キラリ☆道南 ~GI登録の組合長にお聞きしました~
GI登録の強みを活かした加工食品での輸出の取組
~JA今金町 小田島組合長~

【小田島親守 組合長】
Q1 GI登録以降、どのような効果がありましたかお聞かせください。
A1 GI登録というのは、農家にとって色んな約束事、基準を守らなきゃならないので、プレッシャーになっている一方で、自分達がやらなければならないことを再認識出来た機会になっていると思います。
当時の部会役員の先輩方が農家の庭先まで出向いて、「男爵」の一本化に向けて説得して歩いて品種を「男爵」に統一したという歴史があり、今の若い農家がそういった歴史的経過を理解してくれて、栽培に取り組んでいる産地は他にないことだと思っています。
GI登録された直後から、テレビだけで6社、新聞でも全国版で大きく取り上げていただいたおかげで、PR効果は非常に大きかったと感謝しています。
平成27年からは有名菓子メーカーに「今金男しゃく」を原料として使用して頂きポトチップスの販売がスタートしました。
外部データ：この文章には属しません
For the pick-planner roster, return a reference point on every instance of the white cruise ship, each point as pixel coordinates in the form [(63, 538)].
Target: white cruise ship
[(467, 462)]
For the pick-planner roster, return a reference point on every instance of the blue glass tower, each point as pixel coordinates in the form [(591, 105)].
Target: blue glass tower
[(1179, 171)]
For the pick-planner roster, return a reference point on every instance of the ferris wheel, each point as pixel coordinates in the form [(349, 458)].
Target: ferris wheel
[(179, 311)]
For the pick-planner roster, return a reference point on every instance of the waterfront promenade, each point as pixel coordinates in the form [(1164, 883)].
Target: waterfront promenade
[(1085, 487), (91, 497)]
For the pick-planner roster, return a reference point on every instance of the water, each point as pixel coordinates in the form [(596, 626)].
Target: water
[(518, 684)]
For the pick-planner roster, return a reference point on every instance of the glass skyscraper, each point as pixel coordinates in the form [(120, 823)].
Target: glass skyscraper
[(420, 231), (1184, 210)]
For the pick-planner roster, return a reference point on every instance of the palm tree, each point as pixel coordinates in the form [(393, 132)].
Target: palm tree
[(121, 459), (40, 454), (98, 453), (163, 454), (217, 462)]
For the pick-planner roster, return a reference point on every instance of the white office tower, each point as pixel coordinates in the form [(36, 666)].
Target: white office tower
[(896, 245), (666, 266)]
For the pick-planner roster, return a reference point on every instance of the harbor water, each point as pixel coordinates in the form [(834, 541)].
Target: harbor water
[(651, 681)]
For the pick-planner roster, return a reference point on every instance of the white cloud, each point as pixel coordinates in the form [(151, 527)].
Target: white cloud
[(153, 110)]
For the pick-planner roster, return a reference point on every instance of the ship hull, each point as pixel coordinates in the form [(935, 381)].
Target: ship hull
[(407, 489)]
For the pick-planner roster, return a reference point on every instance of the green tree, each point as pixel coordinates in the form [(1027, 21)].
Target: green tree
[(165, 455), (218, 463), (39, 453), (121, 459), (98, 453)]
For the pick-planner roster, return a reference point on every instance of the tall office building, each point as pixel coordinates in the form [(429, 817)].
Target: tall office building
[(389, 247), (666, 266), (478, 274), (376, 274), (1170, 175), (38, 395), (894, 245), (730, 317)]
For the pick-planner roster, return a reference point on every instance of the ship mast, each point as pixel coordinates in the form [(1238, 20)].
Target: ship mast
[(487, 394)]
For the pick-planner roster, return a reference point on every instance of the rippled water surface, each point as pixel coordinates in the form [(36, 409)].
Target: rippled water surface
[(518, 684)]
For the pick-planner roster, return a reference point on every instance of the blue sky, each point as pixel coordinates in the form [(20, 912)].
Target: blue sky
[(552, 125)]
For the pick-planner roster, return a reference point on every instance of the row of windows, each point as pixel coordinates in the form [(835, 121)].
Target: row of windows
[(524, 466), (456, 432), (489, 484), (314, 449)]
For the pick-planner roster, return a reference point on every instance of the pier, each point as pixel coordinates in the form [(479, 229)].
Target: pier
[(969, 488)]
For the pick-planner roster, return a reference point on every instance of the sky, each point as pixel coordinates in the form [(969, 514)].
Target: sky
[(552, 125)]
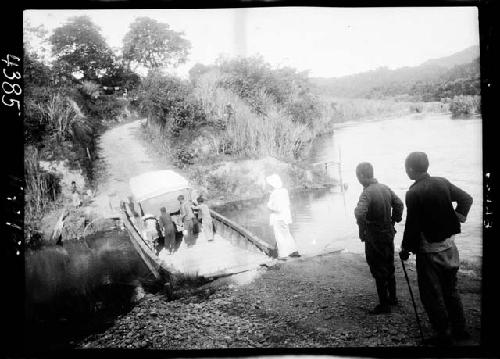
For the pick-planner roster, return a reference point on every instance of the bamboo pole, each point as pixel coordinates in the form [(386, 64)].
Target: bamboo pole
[(340, 178)]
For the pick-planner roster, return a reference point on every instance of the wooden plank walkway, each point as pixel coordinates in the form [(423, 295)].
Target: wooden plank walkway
[(214, 258)]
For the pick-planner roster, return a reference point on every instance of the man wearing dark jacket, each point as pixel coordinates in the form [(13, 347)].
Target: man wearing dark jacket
[(431, 225), (376, 212)]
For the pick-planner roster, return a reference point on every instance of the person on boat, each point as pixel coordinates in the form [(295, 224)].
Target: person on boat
[(430, 228), (206, 219), (280, 218), (377, 211), (167, 228), (75, 195), (186, 215)]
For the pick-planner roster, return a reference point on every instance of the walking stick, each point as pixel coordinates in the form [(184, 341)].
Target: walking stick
[(412, 300)]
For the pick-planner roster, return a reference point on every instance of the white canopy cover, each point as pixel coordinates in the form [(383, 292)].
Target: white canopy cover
[(155, 183)]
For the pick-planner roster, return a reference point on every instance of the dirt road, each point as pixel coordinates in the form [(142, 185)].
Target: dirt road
[(123, 156), (306, 303)]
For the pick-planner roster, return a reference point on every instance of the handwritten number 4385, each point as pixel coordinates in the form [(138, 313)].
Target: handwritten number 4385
[(11, 88)]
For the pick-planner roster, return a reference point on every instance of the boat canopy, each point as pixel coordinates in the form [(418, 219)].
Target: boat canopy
[(156, 183)]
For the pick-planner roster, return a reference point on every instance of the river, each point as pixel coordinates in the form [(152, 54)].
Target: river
[(324, 221)]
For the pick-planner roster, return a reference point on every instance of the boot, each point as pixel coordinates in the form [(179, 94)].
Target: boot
[(391, 286), (383, 306)]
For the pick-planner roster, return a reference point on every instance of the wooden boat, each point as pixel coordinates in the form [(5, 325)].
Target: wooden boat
[(233, 250)]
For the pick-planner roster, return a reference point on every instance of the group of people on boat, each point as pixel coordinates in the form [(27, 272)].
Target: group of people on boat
[(171, 228)]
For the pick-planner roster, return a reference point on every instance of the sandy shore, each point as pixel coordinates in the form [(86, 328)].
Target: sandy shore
[(319, 302)]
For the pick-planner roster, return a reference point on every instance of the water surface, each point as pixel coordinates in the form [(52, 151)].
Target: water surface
[(324, 220)]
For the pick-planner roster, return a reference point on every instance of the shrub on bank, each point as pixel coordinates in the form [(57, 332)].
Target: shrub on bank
[(168, 101), (42, 188), (244, 132), (465, 105)]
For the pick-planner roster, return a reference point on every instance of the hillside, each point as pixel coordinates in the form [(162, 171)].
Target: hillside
[(457, 74)]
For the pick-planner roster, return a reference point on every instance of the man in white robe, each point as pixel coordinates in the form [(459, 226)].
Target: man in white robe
[(280, 218)]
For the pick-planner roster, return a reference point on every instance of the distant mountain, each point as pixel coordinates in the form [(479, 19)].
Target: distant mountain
[(459, 58), (417, 81)]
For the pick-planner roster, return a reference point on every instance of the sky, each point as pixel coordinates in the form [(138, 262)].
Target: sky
[(327, 42)]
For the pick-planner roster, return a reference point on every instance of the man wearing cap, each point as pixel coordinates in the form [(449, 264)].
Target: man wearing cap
[(431, 225), (377, 211)]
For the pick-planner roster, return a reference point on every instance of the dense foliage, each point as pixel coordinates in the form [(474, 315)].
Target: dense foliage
[(80, 48), (168, 101), (154, 45), (258, 85)]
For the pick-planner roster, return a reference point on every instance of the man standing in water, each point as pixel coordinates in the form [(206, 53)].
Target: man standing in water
[(431, 225), (377, 210), (186, 216), (280, 218)]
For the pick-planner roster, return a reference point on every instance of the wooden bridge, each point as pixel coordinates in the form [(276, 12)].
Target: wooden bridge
[(233, 250)]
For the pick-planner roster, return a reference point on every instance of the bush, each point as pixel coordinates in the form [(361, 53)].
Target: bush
[(242, 131), (168, 101), (465, 105), (259, 86), (41, 187)]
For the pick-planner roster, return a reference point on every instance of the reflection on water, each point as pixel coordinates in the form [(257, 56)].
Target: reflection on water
[(324, 220), (60, 277)]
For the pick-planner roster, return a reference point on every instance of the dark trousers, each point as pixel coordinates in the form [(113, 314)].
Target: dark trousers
[(380, 258), (437, 284)]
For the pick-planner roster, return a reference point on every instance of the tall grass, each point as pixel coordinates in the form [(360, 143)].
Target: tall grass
[(42, 187), (245, 132), (465, 105), (342, 110)]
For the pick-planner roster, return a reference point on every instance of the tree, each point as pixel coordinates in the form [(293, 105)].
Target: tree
[(79, 47), (152, 44)]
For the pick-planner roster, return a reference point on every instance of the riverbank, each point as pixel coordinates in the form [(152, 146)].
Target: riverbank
[(304, 303)]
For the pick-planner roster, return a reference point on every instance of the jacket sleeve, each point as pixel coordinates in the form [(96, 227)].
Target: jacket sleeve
[(411, 235), (361, 209), (360, 213), (397, 207), (463, 199)]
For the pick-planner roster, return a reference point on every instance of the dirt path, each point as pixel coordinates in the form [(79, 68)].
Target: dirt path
[(124, 156), (307, 303)]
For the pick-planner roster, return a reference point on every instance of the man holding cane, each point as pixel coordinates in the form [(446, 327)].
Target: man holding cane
[(431, 225)]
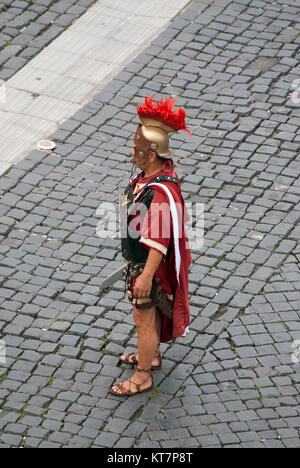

本来、男爵という品種はデンプン含有量が多く焦げ付きやすいためポテトチップスには向かないのですが、相当工夫を重ねられて商品化に至りました。年々売上も伸びていますし、何より「今金」という産地の知名度のアップに繋がっているのはとても有り難いことです。
Q2 昨年のコロナ禍の影響や干ばつの影響はどうでしたか。
A2 コロナ禍で非常事態宣言が発令されて以降、市場関係者との情報交換は電話やオンラインとなり、直接市場視察や意見交換が出来ない時期もありました。
また、令和3年は干ばつの影響で馬鈴しょが全道的に小玉傾向で収穫量が少ない状況でしたが、おかげさまで「今金男しゃく」については、対前年比110%ほどとなりました。
生産者の技術と日々の努力の賜物だと改めて感じております。

【収穫作業の様子】

【JA施設で選果作業の様子】
Q3 2022年、重点的に取り組もうとしていることをお聞かせください。
A3 昨年は干ばつにより「今金男しゃく」の栽培や流通も苦労が多い年でした。また、組合員の高齢化や労働力不足など、ブランドを維持向上させていくためには多くの課題があるのが現状です。そうしたなか、「今金男しゃく」自体を生食用として広く輸出することは防疫などの点から容易ではありませんが、GIブランドの強みを活かして「今金男しゃく」を原料とした加工食品の輸出をしていきたいと考えており、特にアジア圏をターゲットにしたいと思っています。
JA今金町では現在、自前の加工品として「今金男しゃく黒毛和牛カレー(レトルトカレー)」と「今金濃米(レトルトご飯)」をラインナップしており、「今金男しゃく」を使用したポテトチップスは有名菓子メーカーが全国に向けて販売しています。
加工食品は生食用に比べて保管が容易で賞味期限が長いという長所があります。現在、若い職員たちが新しい加工品の開発を検討しており、今後の展開に期待しているところです。
今金には、今金男しゃく以外にも米をはじめ美味しい農産物がたくさんありますから、加工品を通じたPRで「今金ブランド」の知名度向上に努めながら、GIブランド「今金男しゃく」の魅力と価値を広く消費者の皆様に共感いただき、組合員のモチベーションと所得向上にも繋げていきたいと思っています。